K-Means clustering involves separating the data points into ‘K’ distinct clusters based on the similarity of their data points. It groups data by minimizing the distance between points of the same cluster while maximizing the separation between clusters.
set.seed(123)
kmeans_model <- kmeans(data_scaled, centers = 3)
kmeans_data <- data_scaled
kmeans_data$cluster <- factor(kmeans_model$cluster)
kmeans_lm_model <- lm(CPI ~ BigMac_Price +
Percent_Change_UsedCar_Prices +
Apparel +
Energy +
Recreation +
cluster,
data = kmeans_data)
summary(kmeans_lm_model)
##
## Call:
## lm(formula = CPI ~ BigMac_Price + Percent_Change_UsedCar_Prices +
## Apparel + Energy + Recreation + cluster, data = kmeans_data)
##
## Residuals:
## Min 1Q Median 3Q Max
## -0.12263 -0.03771 0.00659 0.03723 0.08272
##
## Coefficients:
## Estimate Std. Error t value Pr(>|t|)
## (Intercept) -0.0524 0.0325 -1.61 0.126
## BigMac_Price 0.4646 0.0728 6.38 0.000009142 ***
## Percent_Change_UsedCar_Prices 0.0373 0.0155 2.41 0.028 *
## Apparel -0.0136 0.0152 -0.90 0.383
## Energy -0.0218 0.0254 -0.86 0.404
## Recreation 0.5425 0.0528 10.28 0.000000019 ***
## cluster2 0.1143 0.0534 2.14 0.048 *
## cluster3 0.0507 0.0795 0.64 0.532
## ---
## Signif. codes: 0 '***' 0.001 '**' 0.01 '*' 0.05 '.' 0.1 ' ' 1
##
## Residual standard error: 0.059 on 16 degrees of freedom
## Multiple R-squared: 0.998, Adjusted R-squared: 0.997
## F-statistic: 943 on 7 and 16 DF, p-value: <0.0000000000000002
forecast::accuracy((kmeans_lm_model))
## ME RMSE MAE MPE MAPE MASE
## Training set -0.00000000000000000867 0.0481 0.0389 -6.54 20.9 0.0485
ggplot(kmeans_data, aes(x = fitted(kmeans_lm_model), y = residuals(kmeans_lm_model),
color = cluster)) +
geom_point() +
geom_smooth()
kmeans_predictions <- predict(kmeans_lm_model, newdata = kmeans_data)

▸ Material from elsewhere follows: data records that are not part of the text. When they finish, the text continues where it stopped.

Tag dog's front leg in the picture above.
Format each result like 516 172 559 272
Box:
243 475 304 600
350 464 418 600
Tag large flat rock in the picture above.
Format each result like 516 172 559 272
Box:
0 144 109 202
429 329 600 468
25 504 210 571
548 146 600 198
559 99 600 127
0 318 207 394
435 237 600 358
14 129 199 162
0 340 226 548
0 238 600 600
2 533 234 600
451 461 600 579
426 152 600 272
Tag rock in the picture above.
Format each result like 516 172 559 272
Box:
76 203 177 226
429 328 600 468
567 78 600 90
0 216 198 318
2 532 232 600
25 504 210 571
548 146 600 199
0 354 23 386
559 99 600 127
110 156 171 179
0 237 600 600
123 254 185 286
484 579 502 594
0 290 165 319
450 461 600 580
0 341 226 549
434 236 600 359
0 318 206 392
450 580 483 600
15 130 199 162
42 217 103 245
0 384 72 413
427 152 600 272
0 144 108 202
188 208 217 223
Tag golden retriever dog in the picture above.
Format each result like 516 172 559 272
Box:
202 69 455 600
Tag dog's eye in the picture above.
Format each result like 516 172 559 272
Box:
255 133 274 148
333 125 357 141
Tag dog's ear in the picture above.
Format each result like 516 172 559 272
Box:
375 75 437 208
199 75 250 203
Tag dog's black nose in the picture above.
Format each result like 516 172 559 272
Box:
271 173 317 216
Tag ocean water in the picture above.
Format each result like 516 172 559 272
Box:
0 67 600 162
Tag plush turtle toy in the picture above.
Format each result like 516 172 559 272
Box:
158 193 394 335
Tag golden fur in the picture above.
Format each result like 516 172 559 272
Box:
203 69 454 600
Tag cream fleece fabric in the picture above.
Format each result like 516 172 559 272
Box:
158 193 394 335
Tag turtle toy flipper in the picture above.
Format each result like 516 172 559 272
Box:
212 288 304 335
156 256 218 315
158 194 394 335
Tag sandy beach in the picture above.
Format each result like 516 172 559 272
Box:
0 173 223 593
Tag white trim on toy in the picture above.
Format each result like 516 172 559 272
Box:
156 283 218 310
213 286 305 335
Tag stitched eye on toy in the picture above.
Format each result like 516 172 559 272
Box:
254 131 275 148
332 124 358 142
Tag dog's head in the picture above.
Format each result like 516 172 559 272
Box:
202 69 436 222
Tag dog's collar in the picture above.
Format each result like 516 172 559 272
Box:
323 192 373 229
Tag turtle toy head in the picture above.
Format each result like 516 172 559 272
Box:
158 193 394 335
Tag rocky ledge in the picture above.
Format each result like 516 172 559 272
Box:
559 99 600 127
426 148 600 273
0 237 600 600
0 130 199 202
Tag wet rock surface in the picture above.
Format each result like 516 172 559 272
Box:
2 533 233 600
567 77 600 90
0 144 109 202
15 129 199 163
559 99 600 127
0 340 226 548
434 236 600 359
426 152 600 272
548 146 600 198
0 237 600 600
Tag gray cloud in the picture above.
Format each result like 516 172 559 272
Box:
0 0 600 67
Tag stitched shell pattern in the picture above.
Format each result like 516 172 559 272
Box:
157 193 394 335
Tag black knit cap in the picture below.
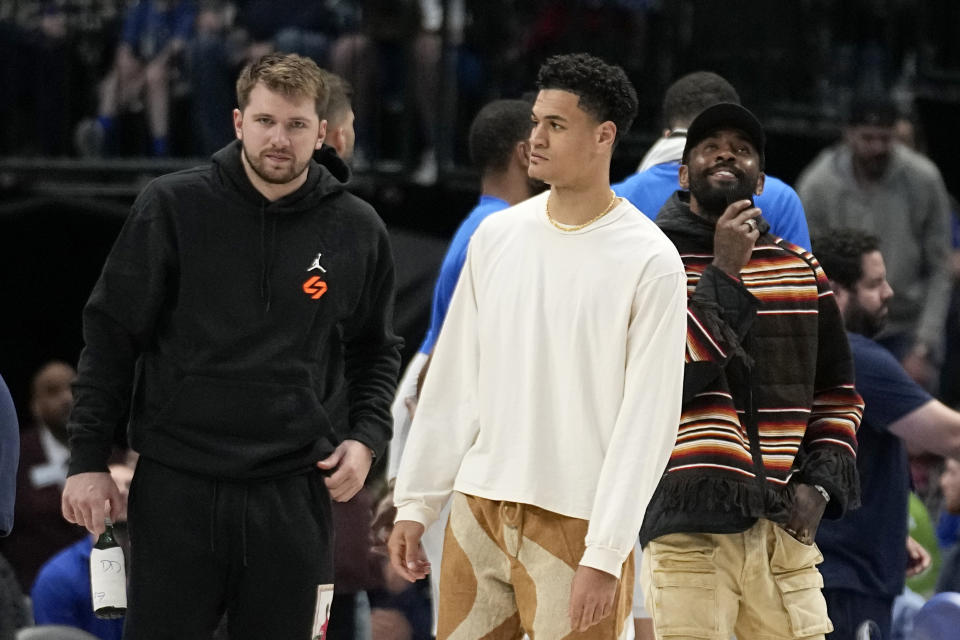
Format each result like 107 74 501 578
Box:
847 96 898 127
681 102 767 169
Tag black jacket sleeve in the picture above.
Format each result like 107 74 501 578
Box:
67 187 175 475
344 223 403 458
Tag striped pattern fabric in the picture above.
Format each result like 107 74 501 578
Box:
667 239 863 485
640 192 863 545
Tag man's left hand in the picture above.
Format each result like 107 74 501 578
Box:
907 536 930 578
317 440 373 502
570 565 619 631
782 482 827 544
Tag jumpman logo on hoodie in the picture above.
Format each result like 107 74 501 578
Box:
307 253 327 273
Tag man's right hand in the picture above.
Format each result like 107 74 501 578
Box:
713 195 760 278
60 471 127 536
387 520 430 582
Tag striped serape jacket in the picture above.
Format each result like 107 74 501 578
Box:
640 192 863 545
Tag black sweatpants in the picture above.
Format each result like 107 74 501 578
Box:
123 457 333 640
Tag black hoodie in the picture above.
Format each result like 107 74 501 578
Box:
68 141 401 479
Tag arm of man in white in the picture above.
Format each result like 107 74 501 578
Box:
387 351 429 480
580 272 687 576
394 242 479 527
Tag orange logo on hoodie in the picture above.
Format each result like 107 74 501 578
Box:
303 276 327 300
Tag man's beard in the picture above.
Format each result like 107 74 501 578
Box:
857 153 890 180
527 176 550 195
690 165 758 218
844 295 887 338
241 145 309 184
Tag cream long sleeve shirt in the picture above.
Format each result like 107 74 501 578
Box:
394 193 687 575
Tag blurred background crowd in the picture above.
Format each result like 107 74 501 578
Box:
0 0 960 640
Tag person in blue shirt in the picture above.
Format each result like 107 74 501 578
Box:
613 71 810 249
384 100 545 624
813 229 960 640
30 464 133 640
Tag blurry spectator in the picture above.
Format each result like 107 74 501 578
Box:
30 464 133 640
323 71 357 164
613 71 810 249
78 0 196 156
814 229 960 640
0 376 20 537
797 98 950 388
0 377 27 640
0 361 84 591
188 0 358 155
0 555 30 640
330 0 441 178
937 458 960 592
187 0 240 156
0 0 124 155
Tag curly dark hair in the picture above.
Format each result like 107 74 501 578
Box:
811 228 880 289
537 53 637 142
663 71 740 129
469 100 533 173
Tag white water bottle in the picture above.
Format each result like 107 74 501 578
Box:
90 518 127 618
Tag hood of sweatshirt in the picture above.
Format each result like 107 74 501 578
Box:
657 191 716 246
211 140 350 311
656 190 773 247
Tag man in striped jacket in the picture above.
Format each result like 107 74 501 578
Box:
640 103 863 640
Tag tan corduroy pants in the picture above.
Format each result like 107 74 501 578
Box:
640 519 833 640
437 493 633 640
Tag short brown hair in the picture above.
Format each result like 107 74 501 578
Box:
237 53 330 119
320 69 353 126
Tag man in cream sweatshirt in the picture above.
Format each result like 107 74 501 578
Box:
389 54 686 639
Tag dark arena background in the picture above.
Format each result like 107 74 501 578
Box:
0 0 960 418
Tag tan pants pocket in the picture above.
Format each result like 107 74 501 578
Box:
775 569 833 638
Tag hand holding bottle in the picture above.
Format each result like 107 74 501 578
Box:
60 471 127 536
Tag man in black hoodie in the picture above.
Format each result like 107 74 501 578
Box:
63 54 400 639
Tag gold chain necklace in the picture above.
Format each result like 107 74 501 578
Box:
547 189 617 232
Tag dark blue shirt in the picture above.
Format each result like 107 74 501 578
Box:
817 333 931 599
613 162 810 251
0 377 20 536
30 536 124 640
420 196 510 354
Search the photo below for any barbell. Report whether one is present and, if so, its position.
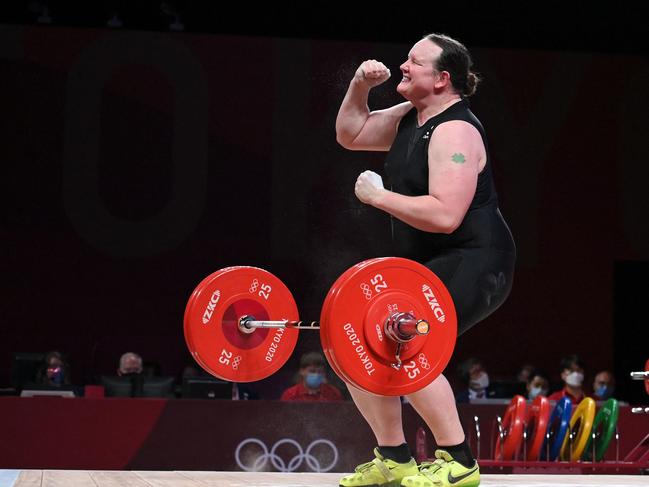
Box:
[184,257,457,396]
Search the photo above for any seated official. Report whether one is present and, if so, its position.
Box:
[281,352,342,401]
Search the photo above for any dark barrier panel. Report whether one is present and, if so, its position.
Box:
[0,397,647,472]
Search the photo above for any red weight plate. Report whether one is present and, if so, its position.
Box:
[320,257,457,396]
[320,259,379,389]
[183,267,231,356]
[525,396,552,461]
[495,395,526,460]
[184,267,299,382]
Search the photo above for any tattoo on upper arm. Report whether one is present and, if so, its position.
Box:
[451,152,466,164]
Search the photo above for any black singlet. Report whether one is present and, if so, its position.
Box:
[385,100,516,334]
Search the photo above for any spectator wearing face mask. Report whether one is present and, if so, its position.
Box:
[527,370,550,400]
[548,355,585,407]
[455,357,492,403]
[593,370,615,401]
[281,352,342,401]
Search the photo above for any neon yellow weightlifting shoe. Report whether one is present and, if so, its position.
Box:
[401,450,480,487]
[340,448,418,487]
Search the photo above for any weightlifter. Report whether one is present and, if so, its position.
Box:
[336,34,516,487]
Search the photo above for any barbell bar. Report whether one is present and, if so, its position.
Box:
[184,257,457,395]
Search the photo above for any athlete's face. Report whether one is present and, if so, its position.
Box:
[397,39,442,100]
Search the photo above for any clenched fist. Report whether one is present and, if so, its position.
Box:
[354,171,385,205]
[354,59,390,88]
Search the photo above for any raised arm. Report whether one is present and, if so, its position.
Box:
[356,121,486,233]
[336,59,412,151]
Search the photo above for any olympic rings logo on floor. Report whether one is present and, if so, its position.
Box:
[234,438,338,473]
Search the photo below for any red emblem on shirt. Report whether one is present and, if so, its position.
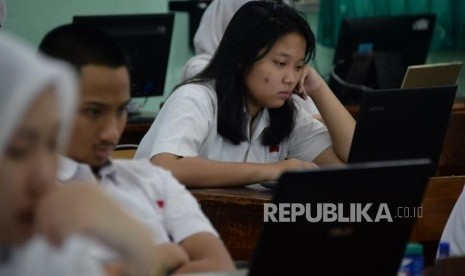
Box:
[270,146,279,152]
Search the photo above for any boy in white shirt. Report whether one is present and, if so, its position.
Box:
[40,22,234,273]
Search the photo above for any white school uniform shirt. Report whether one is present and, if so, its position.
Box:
[58,157,218,244]
[135,84,331,166]
[0,235,105,276]
[441,184,465,256]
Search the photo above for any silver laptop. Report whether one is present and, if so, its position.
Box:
[401,61,462,88]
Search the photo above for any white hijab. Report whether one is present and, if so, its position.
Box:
[0,31,77,157]
[181,0,320,115]
[181,0,252,81]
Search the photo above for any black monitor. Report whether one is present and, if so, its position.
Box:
[333,14,436,95]
[73,13,174,97]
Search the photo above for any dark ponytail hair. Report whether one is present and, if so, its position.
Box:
[175,1,315,146]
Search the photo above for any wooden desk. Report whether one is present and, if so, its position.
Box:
[191,176,465,265]
[191,187,272,261]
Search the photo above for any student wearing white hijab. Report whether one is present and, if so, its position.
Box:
[181,0,321,115]
[0,0,6,28]
[0,32,160,276]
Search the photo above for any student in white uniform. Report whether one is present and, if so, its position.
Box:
[181,0,321,115]
[441,185,465,257]
[40,25,235,273]
[0,32,161,276]
[0,0,6,29]
[136,1,355,187]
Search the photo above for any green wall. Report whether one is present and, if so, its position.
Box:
[5,0,465,112]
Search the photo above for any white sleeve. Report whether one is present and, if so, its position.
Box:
[180,54,211,82]
[158,169,219,243]
[288,110,332,162]
[441,185,465,256]
[135,84,215,159]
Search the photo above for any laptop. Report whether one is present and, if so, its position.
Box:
[348,86,457,176]
[249,159,431,276]
[401,61,462,88]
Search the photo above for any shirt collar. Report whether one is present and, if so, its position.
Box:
[57,156,116,182]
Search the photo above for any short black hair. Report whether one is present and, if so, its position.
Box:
[39,24,127,71]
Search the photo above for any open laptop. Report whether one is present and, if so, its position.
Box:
[401,61,462,88]
[249,159,431,276]
[348,86,457,176]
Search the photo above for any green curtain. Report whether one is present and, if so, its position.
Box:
[318,0,465,49]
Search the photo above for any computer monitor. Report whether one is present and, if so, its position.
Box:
[73,13,174,97]
[333,14,436,89]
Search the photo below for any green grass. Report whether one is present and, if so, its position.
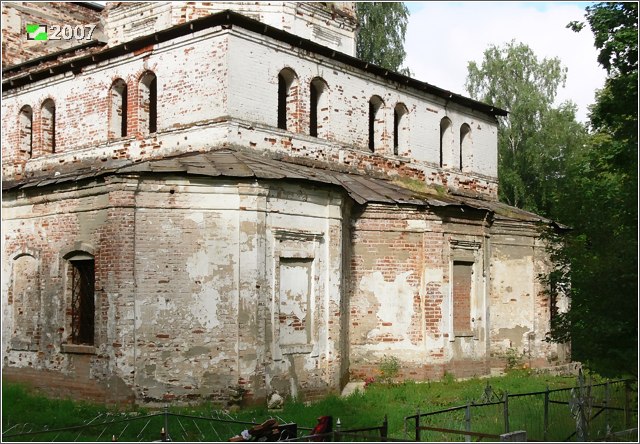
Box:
[2,371,632,441]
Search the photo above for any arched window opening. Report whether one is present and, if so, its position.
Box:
[18,105,33,159]
[68,253,95,345]
[278,68,298,131]
[8,254,40,350]
[40,99,56,153]
[309,77,329,137]
[369,96,384,153]
[138,72,158,136]
[440,117,451,168]
[109,79,127,139]
[460,123,471,171]
[393,103,409,156]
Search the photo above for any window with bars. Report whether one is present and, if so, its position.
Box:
[70,259,95,345]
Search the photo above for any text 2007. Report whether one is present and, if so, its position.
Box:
[48,24,96,40]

kmeans_actuals <- kmeans_data$CPI
kmeans_mae <- mean(abs(kmeans_actuals - kmeans_predictions))
kmeans_mae
## [1] 0.0389
kmeans_rmse <- sqrt(mean((kmeans_actuals - kmeans_predictions)^2))
kmeans_rmse
## [1] 0.0481
Our model created 3 clusters, which are separated by color in the chart. A summary of the model is displayed below:
##
## Call:
## lm(formula = CPI ~ BigMac_Price + Percent_Change_UsedCar_Prices +
## Apparel + Energy + Recreation + cluster, data = kmeans_data)
##
## Residuals:
## Min 1Q Median 3Q Max
## -0.12263 -0.03771 0.00659 0.03723 0.08272
##
## Coefficients:
## Estimate Std. Error t value Pr(>|t|)
## (Intercept) -0.0524 0.0325 -1.61 0.126
## BigMac_Price 0.4646 0.0728 6.38 0.000009142 ***
## Percent_Change_UsedCar_Prices 0.0373 0.0155 2.41 0.028 *
## Apparel -0.0136 0.0152 -0.90 0.383
## Energy -0.0218 0.0254 -0.86 0.404
## Recreation 0.5425 0.0528 10.28 0.000000019 ***
## cluster2 0.1143 0.0534 2.14 0.048 *
## cluster3 0.0507 0.0795 0.64 0.532
## ---
## Signif. codes: 0 '***' 0.001 '**' 0.01 '*' 0.05 '.' 0.1 ' ' 1
##
## Residual standard error: 0.059 on 16 degrees of freedom
## Multiple R-squared: 0.998, Adjusted R-squared: 0.997
## F-statistic: 943 on 7 and 16 DF, p-value: <0.0000000000000002
Using different models did not change how the variables affect CPI, as shown in the model. The correlation between variables and CPI can be shown in the Added-Variable Plot shown below:
These plots help show the relationship between each of the variables and CPI. They isolate each individual variable and plot the residuals with a trend line for better clarity. You can see the residuals of BigMac_Price and Recreation are closely aligned with their trend line, which explains the heavy significance that the models indicated. The residuals of the UsedCar_Prices plot did not closely follow the trend line, which would explain the lower significance on the models.
After testing Supervised and Unsupervised Machine Learning models, the McDonald’s BigMac Index was deemed to be a better indicator of inflation. This is due to the different summaries of the models implying higher importance.